Yale Invitational 2025 Results: Event Champions, Speakers, and Key Storylines
Yale Invitational 2025 (New Haven, CT | Sept 19–21, 2025) highlights:
Varsity LD Champion: Spencer Swickle (American Heritage, FL)
Policy Champions: Bronx Science (co-champions; two duos)
Top Policy Speakers: Velda Opitz (1st), Rick Zong (2nd)
PF Champion: Ashley Lourenco (Newark Science, NJ) + Best Speaker (PF)
Notable program: American Heritage earned multiple event titles and placed 4th in team sweepstakes (nearly 300 schools)
The 33rd annual Yale Invitational High School Tournament opened the 2025–26 season with a deep national field and early-circuit stakes across Lincoln-Douglas (LD), Public Forum (PF), Policy, and Congressional Debate. With hundreds of competitors and major bids on the line, Yale delivered both expected dominance from powerhouse programs and a few headline-worthy breakthroughs.
Champions and headline results
Varsity Lincoln-Douglas (LD):
Spencer Swickle of American Heritage School (FL) won the LD championship, securing a Tournament of Champions bid. The final round debated the resolution: “Resolved: In the United States criminal justice system, plea bargaining is just.” Judges highlighted the round’s precision on fairness, incentives, and institutional legitimacy, a finals quality that matched Yale’s reputation.
Policy Debate:
Bronx Science repeated as the division’s defining story, closing out the tournament with two Bronx Science duos named co-champions for the second straight year. On the season’s policy topic centered on Arctic development, Bronx’s top end also swept the speaker conversation: Velda Opitz earned 1st Speaker and Rick Zong earned 2nd Speaker, giving the program a rare double headline across both team results and individual awards.
Public Forum: a crowded field and a breakthrough win
Public Forum debated the Sept/Oct NSDA resolution: “The United Kingdom should rejoin the European Union.” With roughly 170 PF teams, the division featured fast adaptation to evidence, framing, and comparative weighing. The PF title went to Ashley Lourenco (Newark Science, NJ), a milestone win for her school on the national circuit. Lourenco also captured Best Speaker in PF, capping a run that stood out for composure under pressure and clean round management.
Underdog momentum showed up throughout the PF bracket as well, including a junior Midwest pair that made a deep run after upsetting multiple higher-ranked opponents.
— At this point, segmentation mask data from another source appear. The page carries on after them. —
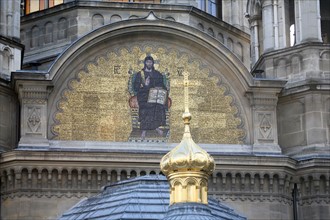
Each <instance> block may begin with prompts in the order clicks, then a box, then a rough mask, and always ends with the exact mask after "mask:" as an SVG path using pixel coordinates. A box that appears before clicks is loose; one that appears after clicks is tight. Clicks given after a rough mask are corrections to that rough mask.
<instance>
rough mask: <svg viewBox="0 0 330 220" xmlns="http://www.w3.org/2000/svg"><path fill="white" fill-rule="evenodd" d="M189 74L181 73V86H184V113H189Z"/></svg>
mask: <svg viewBox="0 0 330 220" xmlns="http://www.w3.org/2000/svg"><path fill="white" fill-rule="evenodd" d="M188 77H189V73H188V72H184V73H183V86H184V93H183V94H184V109H185V113H188V112H189V90H188V88H189V78H188Z"/></svg>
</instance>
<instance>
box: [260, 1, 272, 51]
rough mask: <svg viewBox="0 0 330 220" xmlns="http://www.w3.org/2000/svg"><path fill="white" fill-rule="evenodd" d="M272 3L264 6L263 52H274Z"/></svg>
mask: <svg viewBox="0 0 330 220" xmlns="http://www.w3.org/2000/svg"><path fill="white" fill-rule="evenodd" d="M273 13H274V12H273V5H272V1H270V0H266V1H264V2H263V4H262V30H263V49H264V50H263V52H268V51H270V50H274V14H273Z"/></svg>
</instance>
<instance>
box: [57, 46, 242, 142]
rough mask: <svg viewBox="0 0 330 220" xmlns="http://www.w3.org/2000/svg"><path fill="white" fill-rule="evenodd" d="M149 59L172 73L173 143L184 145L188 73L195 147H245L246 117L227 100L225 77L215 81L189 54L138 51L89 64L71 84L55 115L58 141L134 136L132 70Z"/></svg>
mask: <svg viewBox="0 0 330 220" xmlns="http://www.w3.org/2000/svg"><path fill="white" fill-rule="evenodd" d="M146 54H151V55H152V56H153V57H154V59H155V67H156V69H157V70H159V71H160V72H161V73H164V72H167V73H169V74H170V76H169V79H170V93H169V97H170V98H171V100H172V106H171V107H170V109H169V129H170V136H169V138H168V141H169V142H179V141H180V140H181V138H182V134H183V123H182V119H181V116H182V113H183V112H184V95H183V91H184V88H183V71H185V72H189V84H190V87H189V109H190V112H191V114H192V116H193V118H192V121H191V130H192V135H193V138H194V140H195V142H199V143H227V144H240V143H242V138H243V137H244V134H245V133H244V130H243V129H241V128H239V126H240V124H241V118H240V117H239V116H237V113H238V109H237V107H236V106H235V105H233V97H231V96H230V95H225V94H227V93H229V91H228V89H227V88H226V85H223V83H222V82H221V81H220V77H219V78H218V77H215V76H214V75H216V74H212V75H213V76H210V70H209V69H208V68H207V67H205V66H204V65H205V64H204V65H202V63H201V62H200V61H198V60H197V59H195V60H192V58H191V57H190V56H189V55H188V54H185V53H180V52H179V51H176V50H167V49H165V48H152V47H143V49H141V47H139V46H135V47H132V48H131V49H130V50H129V49H127V48H122V49H121V50H119V51H118V52H116V53H115V52H110V53H108V54H107V55H104V56H103V57H99V58H97V59H96V60H95V61H94V62H90V63H89V64H87V67H86V69H87V71H85V70H80V72H79V73H78V79H73V80H71V81H70V83H69V85H68V86H67V87H68V89H67V90H66V91H65V92H63V93H62V94H63V95H62V98H61V100H60V101H59V105H58V106H59V109H58V111H57V112H56V114H55V118H56V120H57V121H58V123H57V124H55V125H54V126H53V127H54V128H53V132H54V133H55V134H57V136H56V139H59V140H89V141H116V142H117V141H118V142H125V141H128V140H129V138H130V134H131V131H132V111H131V109H130V107H129V103H128V101H129V98H130V93H129V92H128V80H129V76H130V75H129V71H130V70H133V71H135V72H137V71H139V70H140V69H141V68H142V67H143V60H144V58H145V56H146ZM91 61H92V60H91ZM219 75H220V74H219ZM229 94H230V93H229ZM135 115H136V114H135Z"/></svg>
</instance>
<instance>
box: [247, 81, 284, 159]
mask: <svg viewBox="0 0 330 220" xmlns="http://www.w3.org/2000/svg"><path fill="white" fill-rule="evenodd" d="M280 90H281V89H280V88H274V89H272V88H269V87H268V88H260V87H259V88H253V89H252V91H250V92H249V93H248V94H247V95H248V97H249V99H250V103H251V108H252V114H253V115H252V118H253V130H254V133H253V134H254V135H253V136H254V137H253V153H281V149H280V147H279V145H278V134H277V117H276V106H277V100H278V98H277V95H278V93H279V92H280Z"/></svg>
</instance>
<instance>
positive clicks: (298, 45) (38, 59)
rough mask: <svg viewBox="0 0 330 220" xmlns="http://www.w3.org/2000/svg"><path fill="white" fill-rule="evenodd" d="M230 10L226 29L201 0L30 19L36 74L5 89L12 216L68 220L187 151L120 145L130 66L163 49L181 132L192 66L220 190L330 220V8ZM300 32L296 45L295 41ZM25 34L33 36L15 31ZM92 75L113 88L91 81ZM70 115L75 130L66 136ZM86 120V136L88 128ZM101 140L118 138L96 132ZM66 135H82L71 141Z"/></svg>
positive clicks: (6, 138)
mask: <svg viewBox="0 0 330 220" xmlns="http://www.w3.org/2000/svg"><path fill="white" fill-rule="evenodd" d="M15 2H16V1H15ZM18 2H19V1H18ZM188 2H189V5H188ZM221 2H222V20H221V19H218V18H215V17H213V16H211V15H209V14H208V13H206V12H204V11H202V10H199V9H197V8H195V7H194V6H196V7H198V2H197V1H180V0H175V1H163V4H144V3H141V4H134V3H116V2H108V1H101V0H99V1H87V0H78V1H70V0H69V1H65V3H64V4H62V5H58V6H56V7H53V8H49V9H47V10H44V11H40V12H36V13H31V14H29V15H26V16H23V17H21V31H20V34H21V43H22V44H24V46H25V53H24V59H23V69H22V70H19V69H20V67H18V68H17V67H15V68H12V69H10V71H7V72H6V77H4V78H3V79H1V81H0V150H1V151H2V153H1V156H0V165H1V166H0V178H1V210H0V211H1V218H4V219H10V218H13V219H37V218H41V219H42V218H45V217H47V218H51V219H56V218H58V217H59V216H61V214H62V213H63V212H64V211H65V210H67V209H69V208H70V207H72V206H73V205H74V204H76V203H77V202H78V201H80V200H81V199H83V198H85V197H89V196H91V195H94V194H96V193H98V192H99V190H100V188H101V187H102V186H104V185H106V184H110V183H113V182H115V181H118V180H124V179H127V178H131V177H134V176H141V175H146V174H159V173H160V170H159V162H160V159H161V157H162V156H163V155H164V154H165V153H167V152H168V151H169V150H171V149H172V148H173V147H174V146H176V145H177V143H176V141H175V140H176V139H175V138H173V139H169V140H173V141H169V142H168V143H157V142H152V143H149V142H143V141H141V142H128V141H123V140H124V139H121V138H118V135H119V133H120V132H119V130H120V129H121V130H123V129H130V127H129V125H130V120H131V119H130V118H129V120H124V119H125V118H124V119H123V120H122V121H120V120H119V119H120V118H123V117H122V115H124V113H125V111H126V112H130V109H129V108H128V105H125V103H124V104H122V103H121V102H120V100H116V98H118V97H121V98H123V97H124V98H125V100H126V98H127V99H128V98H129V97H128V96H127V97H126V96H125V94H127V80H128V77H129V76H128V74H129V71H131V68H130V66H132V67H134V68H135V69H137V68H138V67H139V64H138V63H137V62H136V61H134V62H133V61H132V60H128V59H125V57H130V56H132V54H133V55H134V54H135V55H137V56H138V57H139V56H140V55H141V54H143V53H151V54H154V55H155V56H157V57H158V59H159V60H160V63H159V68H160V70H162V71H163V72H167V71H170V73H171V74H172V75H171V77H172V78H171V80H172V81H171V93H170V96H171V98H172V100H173V103H172V107H171V113H172V115H171V117H172V118H171V120H170V121H171V124H170V125H171V132H172V134H171V137H174V136H175V135H177V136H180V135H181V134H182V133H183V129H182V128H181V127H180V126H179V124H180V123H179V120H180V113H181V107H182V112H183V106H181V102H182V100H183V96H181V95H182V92H180V91H181V90H179V88H180V86H181V85H183V77H182V71H183V70H185V71H189V72H190V73H191V74H190V80H191V85H192V88H191V89H190V91H191V93H192V94H191V96H190V97H191V100H190V105H191V106H190V109H191V112H192V114H193V119H192V125H191V128H192V135H193V138H194V137H195V138H194V139H195V140H196V139H197V140H202V142H204V143H201V144H200V146H202V147H203V148H204V149H205V150H207V151H208V152H209V153H210V154H211V155H212V156H213V157H214V158H215V163H216V170H215V172H214V173H213V175H212V176H211V178H210V181H209V194H211V195H214V196H215V197H217V198H218V199H220V200H221V201H223V202H224V203H226V204H228V205H229V206H231V207H232V208H233V209H235V211H236V212H238V213H240V214H241V215H243V216H246V217H247V218H248V219H306V220H307V219H327V218H328V216H329V215H330V209H329V203H330V201H329V193H330V192H329V191H330V189H329V181H330V176H329V175H330V174H329V166H330V154H329V152H330V141H329V140H330V138H329V137H330V123H329V121H330V113H329V109H330V101H329V100H330V95H329V83H330V82H329V74H330V72H329V69H330V66H329V44H326V42H323V39H322V37H321V36H322V35H321V33H323V31H324V30H322V29H321V26H320V22H321V20H322V19H324V18H323V17H320V9H319V5H320V2H321V3H322V4H324V1H323V0H308V1H291V0H273V1H271V0H260V1H259V0H250V1H235V0H232V1H231V0H223V1H221ZM1 3H3V2H2V1H1ZM243 3H244V4H243ZM171 4H175V5H171ZM1 6H2V5H1ZM229 8H232V9H238V10H229ZM293 9H294V11H295V12H296V13H295V16H293V14H292V10H293ZM18 10H19V9H18V8H16V9H15V10H14V11H15V13H16V14H17V12H18ZM2 11H3V7H1V12H2ZM205 11H207V10H205ZM236 12H237V13H236ZM1 14H2V13H1ZM1 18H2V17H1ZM293 20H294V22H293ZM2 21H3V20H1V22H2ZM15 21H17V20H15ZM9 23H10V22H9ZM1 24H2V23H1ZM292 24H295V26H296V32H295V33H296V39H295V44H294V45H293V46H290V34H289V33H290V32H289V29H290V25H292ZM9 26H10V25H9ZM11 27H13V29H14V30H19V24H16V23H15V22H14V23H12V25H11ZM15 28H16V29H15ZM9 29H10V28H9ZM16 32H17V31H16ZM16 32H15V33H16ZM1 33H2V32H1ZM17 33H18V32H17ZM1 36H4V37H5V38H1V39H0V44H1V42H7V43H3V44H6V45H13V46H12V47H13V48H18V54H17V56H16V55H15V53H14V52H13V56H12V57H13V59H18V60H20V56H21V55H20V54H19V53H20V51H21V50H20V48H22V47H21V44H20V43H18V42H17V41H15V40H13V39H11V40H12V41H11V44H9V43H8V42H9V41H8V39H9V38H10V37H9V35H3V33H2V35H1ZM15 36H16V38H17V36H18V35H17V34H16V35H15ZM2 39H5V40H3V41H2ZM250 41H251V42H250ZM6 48H7V47H6ZM8 48H9V47H8ZM0 49H1V48H0ZM6 50H7V49H6ZM10 50H11V49H10ZM250 51H251V52H250ZM143 55H144V54H143ZM138 59H139V58H136V60H138ZM177 61H180V63H177ZM15 62H16V61H15ZM15 62H13V63H15ZM116 62H118V63H116ZM162 62H163V63H166V65H167V69H166V68H165V67H164V66H161V64H162ZM113 63H115V64H113ZM157 64H158V63H157ZM15 65H16V64H15ZM7 69H8V68H7ZM10 72H12V73H11V76H10V74H9V73H10ZM125 74H126V75H125ZM9 76H10V77H9ZM92 76H93V77H95V76H97V77H99V78H100V79H102V80H98V78H97V77H96V78H93V79H94V81H93V80H92V81H88V80H89V79H91V77H92ZM116 77H117V78H116ZM106 82H112V84H107V83H106ZM104 84H105V85H106V86H105V87H102V86H104ZM203 86H204V87H203ZM96 87H97V88H104V92H102V91H101V92H100V91H98V90H96V89H95V88H96ZM113 91H117V92H118V91H119V92H118V94H117V95H114V93H112V92H113ZM205 94H207V95H205ZM212 95H214V96H212ZM80 96H82V97H80ZM77 97H78V98H79V97H80V98H81V99H78V98H77ZM104 97H107V99H111V101H112V102H111V105H108V104H106V105H105V106H106V107H107V108H114V109H117V110H120V111H117V113H114V112H116V111H110V113H111V114H113V115H109V114H108V115H106V116H104V118H102V117H103V116H102V114H103V113H104V112H106V111H104V110H102V108H104V107H102V105H101V104H102V103H101V104H100V103H99V101H98V100H103V99H102V98H104ZM208 97H210V98H209V99H207V98H208ZM217 98H218V99H219V98H221V100H220V102H219V100H217ZM78 100H82V101H78ZM200 103H205V104H203V105H201V104H200ZM226 103H227V104H226ZM68 106H69V107H70V110H68V109H69V107H68ZM205 106H206V107H205ZM219 106H221V108H223V111H221V108H220V107H219ZM203 107H204V108H203ZM225 108H226V109H225ZM194 111H195V112H196V113H198V114H195V115H194ZM123 112H124V113H123ZM177 112H178V114H176V113H177ZM64 113H66V116H67V117H69V116H71V117H72V118H71V119H72V124H67V125H66V126H67V127H65V126H64V127H63V128H62V127H60V129H62V130H59V125H61V124H64V122H63V118H65V117H64V116H63V115H64ZM121 113H123V114H121ZM61 117H62V118H61ZM194 117H196V119H194ZM71 119H70V120H71ZM98 119H100V120H98ZM101 119H103V121H102V120H101ZM126 119H127V118H126ZM61 120H62V121H61ZM99 121H100V122H99ZM126 122H127V123H126ZM229 122H230V124H228V123H229ZM70 123H71V122H70ZM125 123H126V124H125ZM194 123H195V124H194ZM226 123H227V124H226ZM75 124H80V125H81V126H82V128H83V129H85V130H83V132H80V133H79V132H78V131H76V130H75V126H74V125H75ZM70 126H71V127H70ZM125 126H126V127H125ZM230 126H231V127H230ZM67 128H70V129H67ZM222 128H225V129H223V130H221V129H222ZM226 128H227V129H226ZM229 128H231V129H232V130H230V132H228V131H229ZM97 129H99V130H97ZM194 129H195V130H194ZM217 129H218V130H217ZM88 131H89V132H88ZM94 131H100V132H103V133H104V139H102V138H99V137H100V136H97V135H96V136H88V135H84V134H83V133H93V132H94ZM109 131H111V132H109ZM220 131H221V132H220ZM60 132H76V135H71V136H69V137H70V138H63V137H67V136H61V135H59V134H60ZM118 132H119V133H118ZM97 133H98V132H94V133H93V134H97ZM103 133H102V134H103ZM122 133H123V131H122ZM127 133H128V132H127ZM110 134H111V135H112V136H111V135H110ZM114 134H115V135H114ZM119 136H120V135H119ZM219 136H221V137H223V138H219ZM72 137H73V138H72ZM120 137H121V136H120ZM125 137H126V136H125ZM233 137H238V138H236V139H234V138H233ZM233 139H234V141H233ZM118 140H119V141H118ZM196 142H197V141H196ZM265 213H267V214H265Z"/></svg>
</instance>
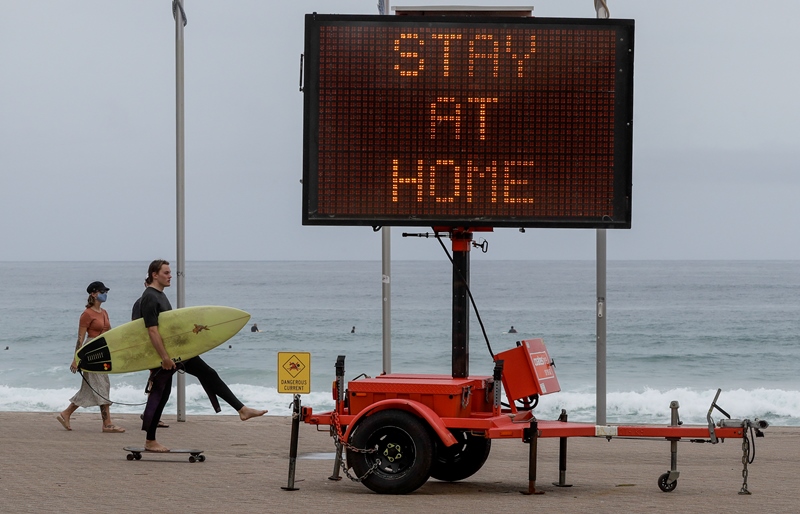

Congressional Debate: late-round presence from Bronx Science
In Congressional Debate, Jonah Bonin (’26) and Liv Basche (’27) both advanced to the final chamber, finishing with top-10 overall rankings. The division’s final rounds reflected Yale’s typical range of legislation, forcing competitors to shift quickly between policy detail, rhetoric, and strategic refutation.
What Yale’s results suggest for the 2025–26 season
Yale is often an early indicator tournament: it reveals which programs are already polished, which individuals are ready to convert late rounds, and which squads are poised to overperform relative to preseason expectations. With ToC bids secured, speaker races already forming, and multiple programs proving depth, the 2025–26 season looks like it will be competitive from the first month onward.